The Shire of Minhamite was a local government area about 270 km west of Melbourne, the state capital of Victoria, Australia. The shire covered an area of 1365.62 km2, and existed from 1871 until 1994.

==History==

Minhamite, initially part of the Shire of Belfast, was incorporated as a shire on 13 January 1871.

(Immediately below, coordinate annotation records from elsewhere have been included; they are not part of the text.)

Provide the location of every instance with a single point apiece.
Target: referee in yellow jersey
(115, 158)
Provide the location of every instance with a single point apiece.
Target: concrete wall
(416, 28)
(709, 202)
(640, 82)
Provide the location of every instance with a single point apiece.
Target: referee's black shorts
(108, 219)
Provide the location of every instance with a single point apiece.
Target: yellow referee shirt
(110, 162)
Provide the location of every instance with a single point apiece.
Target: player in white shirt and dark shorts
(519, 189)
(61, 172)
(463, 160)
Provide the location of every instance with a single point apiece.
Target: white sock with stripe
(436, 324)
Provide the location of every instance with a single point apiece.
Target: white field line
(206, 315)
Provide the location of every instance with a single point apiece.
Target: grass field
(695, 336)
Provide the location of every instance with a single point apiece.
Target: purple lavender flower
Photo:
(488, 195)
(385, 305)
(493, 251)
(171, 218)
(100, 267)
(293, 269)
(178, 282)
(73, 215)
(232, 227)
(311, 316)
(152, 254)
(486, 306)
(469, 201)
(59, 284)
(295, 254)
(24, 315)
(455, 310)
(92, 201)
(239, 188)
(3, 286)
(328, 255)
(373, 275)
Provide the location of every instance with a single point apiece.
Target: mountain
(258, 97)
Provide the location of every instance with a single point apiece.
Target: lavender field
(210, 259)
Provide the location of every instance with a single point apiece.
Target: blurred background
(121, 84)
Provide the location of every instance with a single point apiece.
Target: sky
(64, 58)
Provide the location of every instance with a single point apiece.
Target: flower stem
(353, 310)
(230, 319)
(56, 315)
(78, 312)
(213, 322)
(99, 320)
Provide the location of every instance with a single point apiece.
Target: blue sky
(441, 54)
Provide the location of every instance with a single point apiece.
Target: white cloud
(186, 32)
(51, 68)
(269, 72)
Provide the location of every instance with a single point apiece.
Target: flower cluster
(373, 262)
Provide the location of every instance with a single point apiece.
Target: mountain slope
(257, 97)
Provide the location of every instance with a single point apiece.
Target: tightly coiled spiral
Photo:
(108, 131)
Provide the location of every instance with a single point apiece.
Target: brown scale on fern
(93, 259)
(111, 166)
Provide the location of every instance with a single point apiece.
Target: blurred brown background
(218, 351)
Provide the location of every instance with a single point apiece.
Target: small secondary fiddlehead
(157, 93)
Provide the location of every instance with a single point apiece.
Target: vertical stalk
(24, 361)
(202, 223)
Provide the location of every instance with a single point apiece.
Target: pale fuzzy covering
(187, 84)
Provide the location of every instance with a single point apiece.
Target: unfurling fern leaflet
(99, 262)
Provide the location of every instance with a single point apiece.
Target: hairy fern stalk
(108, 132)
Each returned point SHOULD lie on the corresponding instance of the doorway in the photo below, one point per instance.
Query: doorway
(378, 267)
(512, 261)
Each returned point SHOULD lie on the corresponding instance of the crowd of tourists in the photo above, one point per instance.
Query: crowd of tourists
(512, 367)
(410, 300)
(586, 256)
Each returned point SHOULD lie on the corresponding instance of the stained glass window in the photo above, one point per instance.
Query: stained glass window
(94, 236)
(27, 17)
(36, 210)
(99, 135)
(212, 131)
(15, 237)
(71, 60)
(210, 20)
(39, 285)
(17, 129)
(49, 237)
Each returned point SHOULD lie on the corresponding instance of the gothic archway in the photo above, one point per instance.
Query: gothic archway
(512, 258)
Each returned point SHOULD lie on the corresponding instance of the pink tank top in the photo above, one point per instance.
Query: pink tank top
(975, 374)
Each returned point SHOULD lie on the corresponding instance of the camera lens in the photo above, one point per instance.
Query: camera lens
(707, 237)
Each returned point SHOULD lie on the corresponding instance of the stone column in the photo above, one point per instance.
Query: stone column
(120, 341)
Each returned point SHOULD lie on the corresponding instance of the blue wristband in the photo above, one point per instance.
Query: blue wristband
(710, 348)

On 23 September 1994, the Shire of Minhamite was abolished, and along with the Borough of Port Fairy, the Shire of Belfast, parts of the Shires of Dundas, Mortlake, Mount Rouse, Warrnambool, and the Tower Hill Reserve, was merged into the newly created Shire of Moyne.

===Ridings===
The Shire of Minhamite was not divided into ridings, and its nine councillors represented the entire shire.

==Towns and localities==
- Bessiebelle
- Broadwater
- Hawkesdale
- Knebsworth
- Macarthur
- Minhamite*
- Orford
- St Helens
- Tarrone
- Warrong
- Willatook

- Council seat.

==Population==

| Year | Population |
|---|---|
| 1954 | 2,520 |
| 1958 | 2,760* |
| 1961 | 2,907 |
| 1966 | 2,824 |
| 1971 | 2,503 |
| 1976 | 2,229 |
| 1981 | 2,183 |
| 1986 | 1,950 |
| 1991 | 1,747 |

- Estimate in the 1958 Victorian Year Book.